Posted at 8:10 AM on February 21, 2006
by Euan Kerr
Seeing a trailer for "The Da Vinci Code" reminds me I have never managed to get round to reading the book. One of the blessings and curses of working in public radio is the huge number of books constantly floating across my desk. If you are going to interview an author, it's only polite and sensible to read the book. It's great fun but the downside is I seldom get to pick out a title strictly for pleasure.
I have been reading Philip Pullman's "His Dark Materials" trilogy, partly because Malcolm the 15 year old has been raving about them (as has the Maven herself.) I'm also reading them as preparation for the Anand Tucker adaptation of the first book, "The Golden Compass" which is in pre-production now, and due for release next year.
While I long ago realized I can't read all the books I'd like, if there is a story in which I am really interested I like to read the book before seeing the film adaptation. That way I get the chance to create my own images in my head before they are overwhelmed by what I see on the screen. Also while a film can ruin a book, a book never ruins a film.
My conflict over "The Da Vinci Code" is part of the film is set in Scotland, at a place called Roslin, just outside Edinburgh. It's a small family chapel once used by the Sinclairs which is festooned with ornate carvings on the inside. For centuries there has been debate over the meaning of the carvings and whether there is some deeper connection with the Crusaders quest for the Grail.
Apparently the place has been swamped with visitors since Dan Brown's book became a bestseller, to the point where preservationists are worrying about the impact on the building.

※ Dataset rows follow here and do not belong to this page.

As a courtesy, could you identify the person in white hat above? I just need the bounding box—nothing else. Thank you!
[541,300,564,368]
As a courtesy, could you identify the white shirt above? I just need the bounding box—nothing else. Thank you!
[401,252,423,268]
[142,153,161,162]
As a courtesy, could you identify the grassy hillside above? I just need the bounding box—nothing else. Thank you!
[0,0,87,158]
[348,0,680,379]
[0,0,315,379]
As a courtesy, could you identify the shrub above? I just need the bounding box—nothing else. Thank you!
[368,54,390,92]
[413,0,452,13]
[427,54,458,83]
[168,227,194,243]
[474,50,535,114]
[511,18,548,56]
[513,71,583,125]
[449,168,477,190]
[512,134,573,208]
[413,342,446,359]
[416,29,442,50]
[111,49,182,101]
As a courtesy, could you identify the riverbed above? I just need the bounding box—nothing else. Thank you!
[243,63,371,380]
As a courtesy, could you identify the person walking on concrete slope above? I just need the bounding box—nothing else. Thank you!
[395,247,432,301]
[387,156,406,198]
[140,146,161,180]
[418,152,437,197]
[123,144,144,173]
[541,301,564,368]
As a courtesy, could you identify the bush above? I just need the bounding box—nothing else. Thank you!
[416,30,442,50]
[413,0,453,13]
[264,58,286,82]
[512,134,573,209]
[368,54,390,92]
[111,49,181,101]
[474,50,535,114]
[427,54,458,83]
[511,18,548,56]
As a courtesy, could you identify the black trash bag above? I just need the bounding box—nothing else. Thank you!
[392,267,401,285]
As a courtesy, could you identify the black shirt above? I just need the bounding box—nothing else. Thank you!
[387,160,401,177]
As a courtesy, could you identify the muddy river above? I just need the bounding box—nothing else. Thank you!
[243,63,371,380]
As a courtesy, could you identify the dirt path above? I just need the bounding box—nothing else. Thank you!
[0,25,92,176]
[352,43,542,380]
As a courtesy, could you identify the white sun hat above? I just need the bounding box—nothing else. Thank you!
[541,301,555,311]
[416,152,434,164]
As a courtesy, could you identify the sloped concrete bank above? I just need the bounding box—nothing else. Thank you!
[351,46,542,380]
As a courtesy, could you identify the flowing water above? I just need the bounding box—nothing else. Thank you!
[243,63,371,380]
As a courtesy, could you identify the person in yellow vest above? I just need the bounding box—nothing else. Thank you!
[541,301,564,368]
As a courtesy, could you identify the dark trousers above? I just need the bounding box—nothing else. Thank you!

They are also concerned the film may make things worse. Tom Hanks and Audrey Tatou shot scenes around the chapel for the film last September.
I am not hugely interested in reading "The Da Vinci Code" itself, but I'm intrigued about just this one little bit. So do read the book for that? Or wait for the film?
I think you need to read the book! It would possibly be better to read Dan Browns earlier book, "Angels and Demons" first, but you don't have to read them in order. I think this book is better than "Davinci Code", but they both are make you think!
I am rereading "The DaVinci Code" to see if I missed something important the first time around. What does the popular interest in this book say about our beliefs/culture/values/biases? Any book that has lingered for years (!) on the NYT best-seller list must be some kind of a mirror.
OK, I went out and bought a second-hand copy last night and blasted through the first 50 pages. It's certainly a good read. No Roslin yet though.
Read the book! It is like an addiction, but a good one. You cannot put it down. You notice folks everywhere reading it and want to stop them to see where they are at in the book. It is very well written and, although, somewhat predictable, still good. Angels and Demons wasn't great. It was good, but not great. Davinci Code, I've read a couple of times, enjoyed each time and now have the illustrated book to see what specific items actually look like as opposed to my imagination.
I just picked it up for an
English project and to my surprise it's an interesting read. It's making me think more then I really wanted to because of the controversial content. If you know anything about the religious content or why he writes these things please email me.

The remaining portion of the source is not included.